At a time when most social networks are still trying to figure out how to make money from advertising, one social network is bucking the trend. LinkedIn, the social network for business professionals, has so much demand from advertisers that it will be launching its own ad network on Monday. In conjunction with ad network Collective Media (which targets high-end media sites), LinkedIn will let other select sites target its users when they visit those partner sites.
Most social networks have a hard time selling ads at more than $1 CPMs (cost per thousand impressions), but LinkedIn’s rate card shows display ads starting at $30 CPMs and going up to $76.50. Text ads range from $12 to $20 CPMs. Even with the regular discounting from the rate card that many advertisers might recieve, LinkedIn is still doing much better than most social networks. That is because it has a more desirable audience that advertisers want to reach.
LinkedIn claims 27 million registered users. According to comScore, 5.2 million from the U.S. visited the site in July (8.7 million worldwide). LinkedIn claims that the average household income of its members is $110,000, 64 percent are male, the average age is 41, and 49 percent are decision makers. (In contrast, the average Wall Street Journal reader, according to LinkedIn, makes $102,000 per household, is 48 years old, and only 40 percent are business decision makers).

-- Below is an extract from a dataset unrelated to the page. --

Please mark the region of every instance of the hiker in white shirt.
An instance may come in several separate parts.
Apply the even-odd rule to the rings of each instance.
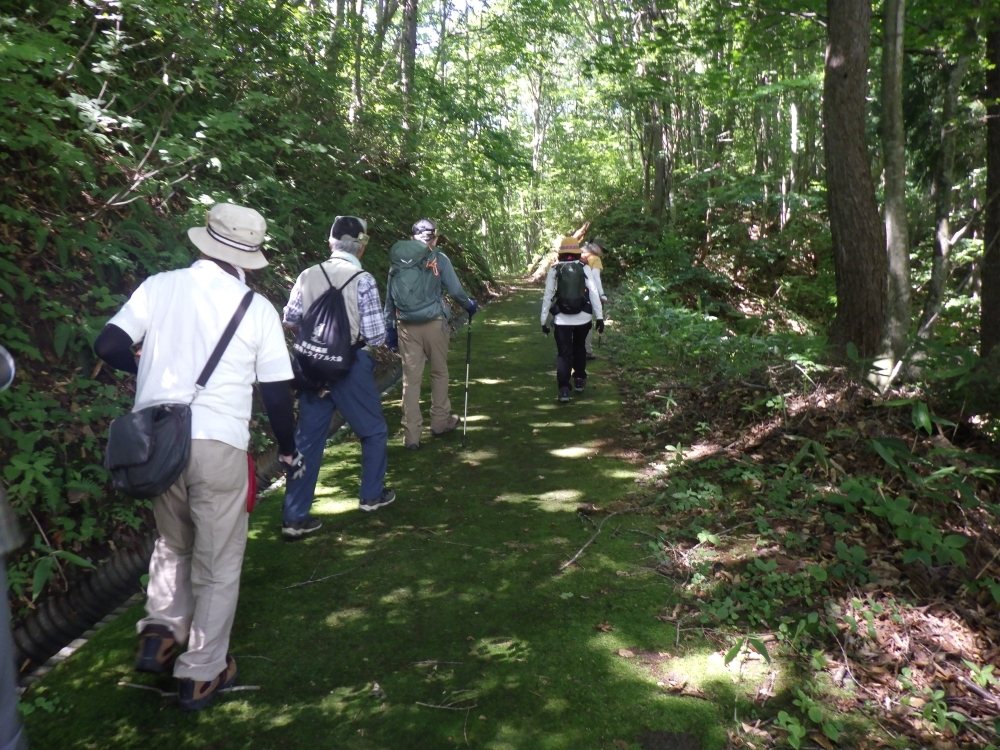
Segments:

LinkedIn already sells ads against this audience on its own site, targeted by industry, seniority, company size, geography, gender, and number of connections. Now, it will expand that targeting to other partner sites. Publishers will have to apply to become part of the ad network, but LinkedIn will probably try to sign up some of its existing content partners such as the Businessweek, CNBC, and the New York Times.
Whenever someone visits LinkedIn, a cookie will be placed on their browser, which will identify them as a LinkedIn member when they visit a partner site. Personally identifying information will be removed, but members will be grouped into different, targetable categories. As with Yahoo and Google’s similar ad-network targeting, anyone will be able to opt out of this program.
It is becoming increasingly obvious that the social networking game is not just about who has the largest audience, but also about who has the most valuable audience. The dominant social networks like MySpace try to maximize advertising dollars by focusing on the most lucrative geographic markets.
LinkedIn knows it has a valuable audience, and now wants to sell access to that audience to others. Although LinkedIn will always make more money off the ads it shows on its own site (since it doesn’t have to split those ads three ways with Collective Media and the partner sites). Perhaps LinkedIn realizes that it will never become a big enough site on its own to justify its recent $1 billion valuation. (Although employees can only sell shares at a $500 million valuation). This will create incremental revenues for LinkedIn. And for publishing site partners it offers a potentially more lucrative set of remnant inventory that it can throw ads up against.
Is this the future of all destination sites—to become ad networks and sell their audiences everywhere to the highest bidder?